Chaos Walking Stumbles, Trips, Faceplants

Ten years. Chaos Walking, Lionsgate’s adaptation of Patrick Ness’ young adult sci-fi novel The Knife of Never Letting Go, has made its way to screens after a decade-long gestation, finally arriving after the studio snapped up distribution rights for the project in 2011, after shooting started in 2017, after abysmal test screenings forced expensive reshoots in 2019, and after COVID-19 pushed its release from January 2021 to March. Admittedly the last of these isn’t a particularly large leap, and after so much energy invested in transitioning the story to a new medium, what’s another couple of months, anyways? Having waited this long, the movie’s audience should be able to wait a little longer.
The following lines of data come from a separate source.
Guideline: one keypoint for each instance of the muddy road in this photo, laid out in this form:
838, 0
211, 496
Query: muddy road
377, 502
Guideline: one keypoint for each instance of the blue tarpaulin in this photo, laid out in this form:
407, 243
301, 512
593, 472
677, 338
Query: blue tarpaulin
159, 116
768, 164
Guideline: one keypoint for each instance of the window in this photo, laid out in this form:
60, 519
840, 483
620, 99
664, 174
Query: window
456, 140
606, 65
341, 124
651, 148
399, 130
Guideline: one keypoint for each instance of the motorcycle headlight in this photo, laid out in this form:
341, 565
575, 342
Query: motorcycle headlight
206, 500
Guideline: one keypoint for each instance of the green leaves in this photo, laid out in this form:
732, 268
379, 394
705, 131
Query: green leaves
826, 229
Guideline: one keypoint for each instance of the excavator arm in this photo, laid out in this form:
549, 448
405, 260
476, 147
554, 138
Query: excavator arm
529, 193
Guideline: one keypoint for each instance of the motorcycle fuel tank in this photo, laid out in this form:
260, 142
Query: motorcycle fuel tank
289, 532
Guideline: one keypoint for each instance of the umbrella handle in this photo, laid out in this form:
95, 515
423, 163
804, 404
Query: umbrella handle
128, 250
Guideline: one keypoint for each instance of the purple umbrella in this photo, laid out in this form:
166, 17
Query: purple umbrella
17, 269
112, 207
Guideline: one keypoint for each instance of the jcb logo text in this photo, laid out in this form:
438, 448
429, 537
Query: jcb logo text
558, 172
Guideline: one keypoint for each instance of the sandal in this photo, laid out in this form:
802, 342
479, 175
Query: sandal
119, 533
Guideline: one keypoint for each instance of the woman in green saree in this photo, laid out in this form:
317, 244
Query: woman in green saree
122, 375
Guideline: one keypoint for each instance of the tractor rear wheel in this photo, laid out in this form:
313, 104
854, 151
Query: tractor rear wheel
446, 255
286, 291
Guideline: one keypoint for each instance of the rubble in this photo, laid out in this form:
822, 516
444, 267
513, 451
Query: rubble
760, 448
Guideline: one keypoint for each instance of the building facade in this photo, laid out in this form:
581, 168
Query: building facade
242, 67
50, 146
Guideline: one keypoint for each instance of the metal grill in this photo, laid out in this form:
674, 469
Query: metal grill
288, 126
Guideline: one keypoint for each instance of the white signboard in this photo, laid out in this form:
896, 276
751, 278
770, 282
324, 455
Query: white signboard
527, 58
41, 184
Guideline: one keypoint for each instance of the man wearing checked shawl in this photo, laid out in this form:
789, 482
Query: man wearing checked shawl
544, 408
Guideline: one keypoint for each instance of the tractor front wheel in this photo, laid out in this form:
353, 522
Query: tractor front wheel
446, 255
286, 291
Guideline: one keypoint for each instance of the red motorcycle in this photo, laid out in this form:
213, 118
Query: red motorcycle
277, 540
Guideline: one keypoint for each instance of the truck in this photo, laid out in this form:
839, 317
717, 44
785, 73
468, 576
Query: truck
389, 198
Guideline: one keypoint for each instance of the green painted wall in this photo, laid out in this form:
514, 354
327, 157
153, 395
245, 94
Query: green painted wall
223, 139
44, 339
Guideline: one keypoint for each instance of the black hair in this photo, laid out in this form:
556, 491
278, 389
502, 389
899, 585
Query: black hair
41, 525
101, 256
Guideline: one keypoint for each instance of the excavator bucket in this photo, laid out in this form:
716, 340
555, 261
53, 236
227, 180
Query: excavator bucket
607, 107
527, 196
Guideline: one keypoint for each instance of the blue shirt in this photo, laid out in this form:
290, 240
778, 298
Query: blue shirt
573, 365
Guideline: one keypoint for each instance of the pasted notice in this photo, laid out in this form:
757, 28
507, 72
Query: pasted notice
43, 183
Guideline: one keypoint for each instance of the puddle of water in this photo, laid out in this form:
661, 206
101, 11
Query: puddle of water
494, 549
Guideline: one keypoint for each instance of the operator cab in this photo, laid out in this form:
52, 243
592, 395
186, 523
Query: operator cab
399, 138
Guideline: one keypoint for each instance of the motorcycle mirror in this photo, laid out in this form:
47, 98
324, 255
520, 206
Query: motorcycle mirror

The cruel part is that maybe they’d have been happier waiting longer, still: Chaos Walking is a shockingly flimsy enterprise, an hour and a half of wispy characters chasing each other through generic rugged woodlands, braving dangers both alien and human on their mission to find a functioning radio. This doesn’t do Chaos Walking’s logline justice, perhaps, but given its massive thematic potential, there’s little nestled within the narrative to hang onto. A cast stacked with Tom Holland, Daisy Ridley, Mads Mikkelsen, Demián Bichir, Cynthia Erivo and David Oyelowo should at least be compelling and watchable for performances alone. But Chaos Walking so eagerly hurries to nowhere that only a few have the chance to stand out in the morass.
Chaos Walking takes place on the New World, an Earthlike planet inhabited by extraterrestrial creatures called Spackle and, more specifically, within the limits of the frontier burg Prentisstown. Holland plays Todd, not only a boy of Prentisstown, but the last boy: Every woman in the (new) world is dead at the hands of Spackle, leaving the men behind to sort out their messes, a grim task made complicated by the presence of the Noise. Only men feel the effects of this affliction, which broadcasts their thoughts at all times if they’re not skilled in keeping their inner voice mum. Between that and the absence of a day/night cycle, Prentisstown’s men spend their days in perpetually foul moods. It’s a real drag, especially for a teen who’s never laid eyes on a girl in his life.
Then, out of the blue, one falls from the sky: Viola (Ridley), a young lady who has lived her whole life in space and only now been sent to the New World with a fresh round of terran settlers. Todd has no idea what to make of her, except that she’s pretty, and her hair is yellow, and he’s such a hormonal neurotic mess that he can’t shut his brain up, so she knows he thinks she’s pretty. Holland conveys this dynamic perfectly. He strikes a great dour face, but his inner monologue is punctuated with “aw, shucks, ah geez” chagrin, an escalating sense of embarrassment at his own mental impropriety. He’s hilarious. It’s these moments where Chaos Walking actually feels like it’s onto something, whether Todd is making a hormonal fool of himself or struggling with his own acculturated sense of what “being a man” means.